The cognitive advantages of exercise observed in our study can potentially be explained by the presence of brain-derived neurotrophic factor (BDNF), the increase in cerebral blood flow (CBF), and the release of lactate. Exercise, particularly HIIT, may enhance cognition through mechanisms such as increased BDNF40,41, enhanced CBF42, and the release of lactate43. These factors work together to support neural plasticity and improve cognitive function. In young subjects, it has been shown that the improvement in cognitive function in the Stroop test after physical exercise was correlated with blood lactate concentration, and the greater the intensity, the greater the release and the greater the cognitive improvement44. Especially as lactate interacts with the aforementioned BDNF. All mechanisms warrant more research.
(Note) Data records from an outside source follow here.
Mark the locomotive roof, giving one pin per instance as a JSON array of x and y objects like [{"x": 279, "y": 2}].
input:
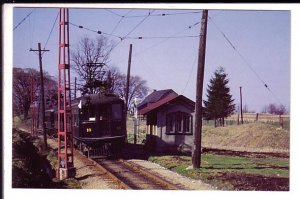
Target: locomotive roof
[{"x": 98, "y": 99}]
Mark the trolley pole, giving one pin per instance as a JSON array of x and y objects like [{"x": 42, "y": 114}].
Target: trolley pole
[
  {"x": 196, "y": 151},
  {"x": 241, "y": 105},
  {"x": 128, "y": 77},
  {"x": 75, "y": 88},
  {"x": 42, "y": 92}
]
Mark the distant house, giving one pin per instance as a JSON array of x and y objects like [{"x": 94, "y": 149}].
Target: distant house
[
  {"x": 155, "y": 96},
  {"x": 170, "y": 124}
]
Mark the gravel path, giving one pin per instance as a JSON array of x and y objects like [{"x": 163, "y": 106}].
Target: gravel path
[
  {"x": 90, "y": 178},
  {"x": 188, "y": 183}
]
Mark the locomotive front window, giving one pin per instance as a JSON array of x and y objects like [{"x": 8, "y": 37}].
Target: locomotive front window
[
  {"x": 88, "y": 112},
  {"x": 116, "y": 111}
]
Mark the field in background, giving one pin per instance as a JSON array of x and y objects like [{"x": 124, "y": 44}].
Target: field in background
[{"x": 276, "y": 120}]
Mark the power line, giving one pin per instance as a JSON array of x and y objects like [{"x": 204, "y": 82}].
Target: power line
[
  {"x": 191, "y": 72},
  {"x": 118, "y": 23},
  {"x": 23, "y": 19},
  {"x": 114, "y": 13},
  {"x": 163, "y": 14},
  {"x": 95, "y": 31},
  {"x": 244, "y": 59},
  {"x": 169, "y": 37},
  {"x": 133, "y": 29}
]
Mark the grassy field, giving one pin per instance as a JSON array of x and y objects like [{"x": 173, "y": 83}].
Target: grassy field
[
  {"x": 233, "y": 172},
  {"x": 33, "y": 167},
  {"x": 253, "y": 137},
  {"x": 252, "y": 156}
]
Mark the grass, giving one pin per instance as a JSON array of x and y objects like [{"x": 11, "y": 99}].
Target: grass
[
  {"x": 254, "y": 137},
  {"x": 227, "y": 172},
  {"x": 33, "y": 168}
]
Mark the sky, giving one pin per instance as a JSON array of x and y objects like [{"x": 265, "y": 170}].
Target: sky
[{"x": 167, "y": 55}]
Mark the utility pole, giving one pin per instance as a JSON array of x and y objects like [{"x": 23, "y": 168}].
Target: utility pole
[
  {"x": 241, "y": 105},
  {"x": 75, "y": 88},
  {"x": 128, "y": 77},
  {"x": 127, "y": 83},
  {"x": 196, "y": 152},
  {"x": 42, "y": 92}
]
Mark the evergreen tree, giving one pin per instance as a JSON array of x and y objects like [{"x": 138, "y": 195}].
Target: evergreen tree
[{"x": 219, "y": 104}]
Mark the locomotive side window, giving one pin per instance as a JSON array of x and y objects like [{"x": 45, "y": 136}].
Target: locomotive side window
[
  {"x": 116, "y": 111},
  {"x": 88, "y": 112}
]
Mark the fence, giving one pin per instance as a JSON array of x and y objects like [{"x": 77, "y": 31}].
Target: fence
[{"x": 280, "y": 120}]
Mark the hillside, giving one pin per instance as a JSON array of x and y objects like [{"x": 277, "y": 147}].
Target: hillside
[{"x": 253, "y": 137}]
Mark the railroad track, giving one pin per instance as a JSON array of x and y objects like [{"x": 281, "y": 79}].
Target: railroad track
[
  {"x": 123, "y": 174},
  {"x": 133, "y": 176}
]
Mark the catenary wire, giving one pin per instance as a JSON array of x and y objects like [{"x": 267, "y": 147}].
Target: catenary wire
[
  {"x": 23, "y": 19},
  {"x": 245, "y": 60},
  {"x": 118, "y": 23}
]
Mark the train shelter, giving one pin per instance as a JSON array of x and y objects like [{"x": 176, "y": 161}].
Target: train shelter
[{"x": 170, "y": 124}]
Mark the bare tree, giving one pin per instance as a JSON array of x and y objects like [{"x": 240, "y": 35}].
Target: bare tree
[
  {"x": 137, "y": 88},
  {"x": 275, "y": 109},
  {"x": 90, "y": 60},
  {"x": 22, "y": 79}
]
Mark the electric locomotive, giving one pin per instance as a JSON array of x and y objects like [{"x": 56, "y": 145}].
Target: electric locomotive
[{"x": 99, "y": 124}]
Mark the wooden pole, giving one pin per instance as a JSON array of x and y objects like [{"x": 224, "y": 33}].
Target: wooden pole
[
  {"x": 196, "y": 152},
  {"x": 128, "y": 78},
  {"x": 42, "y": 92},
  {"x": 241, "y": 105}
]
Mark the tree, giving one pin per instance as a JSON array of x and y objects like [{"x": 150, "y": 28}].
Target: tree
[
  {"x": 137, "y": 88},
  {"x": 219, "y": 102},
  {"x": 90, "y": 60},
  {"x": 275, "y": 109},
  {"x": 22, "y": 79}
]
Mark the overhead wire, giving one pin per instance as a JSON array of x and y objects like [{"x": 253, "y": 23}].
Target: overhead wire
[
  {"x": 245, "y": 60},
  {"x": 133, "y": 29},
  {"x": 23, "y": 19},
  {"x": 51, "y": 32},
  {"x": 118, "y": 23},
  {"x": 190, "y": 74},
  {"x": 154, "y": 15}
]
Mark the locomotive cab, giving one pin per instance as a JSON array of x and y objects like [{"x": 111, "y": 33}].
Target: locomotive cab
[{"x": 99, "y": 121}]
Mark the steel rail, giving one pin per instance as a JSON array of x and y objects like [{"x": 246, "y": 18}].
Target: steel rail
[{"x": 151, "y": 175}]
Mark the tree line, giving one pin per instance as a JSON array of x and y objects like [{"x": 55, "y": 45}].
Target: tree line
[{"x": 90, "y": 61}]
The strength of this study lies in its standardization of energy expenditure across both MICT and HIIT protocols. This approach ensures a fair comparison by removing energy usage as a confounding factor. The crossover design strengthens the study by minimizing individual variability, allowing participants to serve as their own controls. This enhances the statistical power and internal validity of our results. This feature consequently aids in detecting actual effects. Such aspects considerably enhance the study’s validity, reliability, and practicality, marking it as an important contribution to research. Nevertheless, the study design does not allow to establish mechanistic underpinnings of our observations. A limitation of the study is that it was conducted on cognitively healthy adults, so the applicability of the findings to those with cognitive impairments is uncertain. Additionally, energy expenditure during the rest intervals of the HIIT protocol was not measured, which could impact the accuracy of the total energy expenditure comparison. We also recognise that baseline measurements not performed just prior to exercise may be considered a limitation as well. Therefore, more expansive research that includes a more representative sample and investigates the underlying mechanisms to ensure robust and generalizable results is needed.

Conclusion

In conclusion, both HIIT and MICT positively impact executive function, with HIIT demonstrating more sustained effects, particularly on cognitive flexibility. These findings suggest that higher-intensity exercise may be more effective in improving EF in older adults, offering potential benefits for cognitive health interventions.